Benchmark Source Map
Check the source before calling a metric abnormal
Industry averages are references, not targets. This map connects ads, CRO, email, SEO, and GA4 benchmarks to credible sources and the right reading method, so the team does not overreact to one number.
Google Ads Help
Ad metrics
ROAS, conversion value, Conv. value / cost
Use your own historical ROAS and margin goal first instead of copying a generic industry average.
How to use it: Read Conv. value / cost, conversion delay, and margin room before deciding whether to scale budget.
Baymard Institute
CRO and checkout
Cart abandonment, checkout friction, page UX
Baymard cart-abandonment data is useful as an external reference, but your store still needs device, traffic-source, and price-tier segmentation.
How to use it: Do not only ask what a normal conversion rate is. First locate whether the leak is PDP, cart, payment, shipping, trust, or mobile UX.
Mailchimp Benchmarks
Email lifecycle
Open rate, click rate, CTOR, unsubscribe
Email benchmarks must be read by industry, email type, and list quality; open rate can be affected by privacy and bot opens.
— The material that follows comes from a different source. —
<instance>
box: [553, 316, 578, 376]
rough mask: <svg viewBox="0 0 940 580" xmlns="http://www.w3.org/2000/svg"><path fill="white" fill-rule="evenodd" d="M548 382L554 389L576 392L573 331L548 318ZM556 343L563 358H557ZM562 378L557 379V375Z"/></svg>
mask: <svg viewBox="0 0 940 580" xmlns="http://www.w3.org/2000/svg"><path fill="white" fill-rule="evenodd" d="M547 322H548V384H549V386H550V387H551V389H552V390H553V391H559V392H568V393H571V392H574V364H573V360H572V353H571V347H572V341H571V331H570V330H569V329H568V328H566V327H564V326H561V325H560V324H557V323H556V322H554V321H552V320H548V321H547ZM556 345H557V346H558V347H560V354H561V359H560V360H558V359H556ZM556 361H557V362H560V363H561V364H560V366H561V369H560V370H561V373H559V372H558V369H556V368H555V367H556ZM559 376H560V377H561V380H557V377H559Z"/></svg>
How to use it: Read welcome, abandonment, and repeat-purchase flows separately instead of averaging every email together.
Google Search Console Help
SEO search performance
Impressions, clicks, CTR, average position
SEO has no universal CTR pass line. Segment by query, page, device, country, and result layout first.
How to use it: Read impressions, clicks, CTR, and position together; average position movement is not the same as page quality movement.
Google Analytics Help
GA4 ecommerce analytics
Items viewed, items added to cart, items purchased, revenue
Use event-chain completeness and item-level data as the internal baseline before comparing against external averages.
How to use it: If view_item, add_to_cart, begin_checkout, and purchase are unstable, any conversion benchmark can mislead the team.